RESULTS OF OPERATIONS


REVENUE
(In millions)


                                                    First Quarter Ended August 31,
                                      -------------------------------------------------------     ------------
                                               1998                          1997                   Increase
                                      -------------------------     -------------------------     ------------
                                                                                     
Revenue:
   Health Information Services         $109.4           57%          $ 75.3           51%              45%
   Electronic Commerce:            
      Integrated Payment Systems         48.4           25%            38.8           26%              25%
      Global Payment Systems             41.5           22%            40.4           27%               3%
      Intercompany Revenue               (7.6)          (4%)           (6.6)          (4%)             15%
                                      -------------------------------------------------------------------- 
                                         82.3           43%            72.6           49%              13%
                                      -------------------------------------------------------------------- 
          Total Revenue                $191.7          100%          $147.9          100%              30%
                                      ====================================================================



     Total revenue for the first quarter fiscal 1999 was $191.7 million, an
increase of $43.8 million (30%) from the same period in fiscal 1998. The
increase resulted from increased revenue in Health Information Services, $34.1
million (45%); and in the Electronic Commerce business, specifically, Integrated
Payment Systems, $9.6 million (25%), and Global Payment Systems, $1.1 million
(3%).
 
     Health Information Services.  Health Information Services revenue growth
     ----------------------------                                            
(45%) in the first quarter fiscal 1999 was a result of increases from internally
developed products and services.   In addition, revenue growth resulted from the
impact of a third quarter fiscal 1998 acquisition which had two related
healthcare information management businesses, Source Informatics Inc. ("Source")
and a subsidiary of Pharmaceutical Marketing Services Inc. ("PMSI").

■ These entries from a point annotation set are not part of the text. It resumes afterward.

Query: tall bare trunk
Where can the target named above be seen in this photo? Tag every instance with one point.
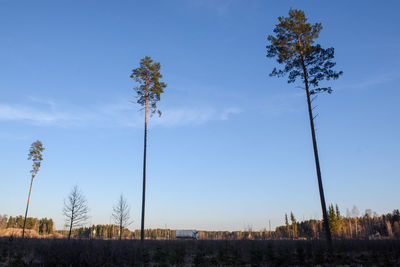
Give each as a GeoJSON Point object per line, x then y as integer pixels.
{"type": "Point", "coordinates": [27, 205]}
{"type": "Point", "coordinates": [314, 140]}
{"type": "Point", "coordinates": [70, 229]}
{"type": "Point", "coordinates": [144, 167]}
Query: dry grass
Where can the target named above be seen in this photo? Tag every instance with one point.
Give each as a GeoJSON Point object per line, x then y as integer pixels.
{"type": "Point", "coordinates": [62, 252]}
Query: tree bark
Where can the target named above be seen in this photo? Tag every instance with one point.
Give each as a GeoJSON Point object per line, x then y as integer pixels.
{"type": "Point", "coordinates": [321, 189]}
{"type": "Point", "coordinates": [144, 166]}
{"type": "Point", "coordinates": [70, 229]}
{"type": "Point", "coordinates": [27, 205]}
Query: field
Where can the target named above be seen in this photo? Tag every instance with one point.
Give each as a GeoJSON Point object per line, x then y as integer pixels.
{"type": "Point", "coordinates": [80, 252]}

     Integrated Payment Systems.  The Integrated Payment Systems revenue
     ---------------------------                                        
increase of $9.6 million (25%) reflects the impact of growth of the industry,
programs directed at new vertical industry offerings and new distribution
channels, in addition to growth in basic market demand.  This growth was
reflected in an increase in the volume of merchant sales processed, due to a
larger customer base and higher consumer credit card spending.  In addition, the
fourth quarter fiscal 1998 acquisition of CheckRite International, Inc.
contributed to the first quarter fiscal 1999 revenue growth.

     Global Payment Systems.  Global Payment Systems ("Global") revenue reflects
     -----------------------                                                    
an increase in the number of authorizations performed for the Company's
customers under the historic network services business. New back office services
are in the development and sales cycle and did not have a material impact on the
first quarter fiscal 1999 reported results.

     Intercompany.  A portion of Global's revenue is derived from intercompany
     -------------                                                            
sales of services, primarily for processing services provided for the Integrated
Payment Systems product and services.

                                                                               7

 
COSTS AND EXPENSES

 
     Cost of service increased $25.3 million (34%) in the first quarter fiscal
1999 from the same period in fiscal 1998.  The increase was primarily a result
of increased operating costs associated with revenue growth and higher cost of
service in new acquisitions, primarily Physician Support Services, Inc. ("PHSS")
to support expected revenue growth in the physician management services area.
Total cost of service, as a percentage of revenue increased from 51% in the
first quarter of fiscal 1998 to 52% for the same period of fiscal 1999.  The
Company continues to make investments to leverage its computer operations,
telecommunication infrastructure, and investments in new market opportunities.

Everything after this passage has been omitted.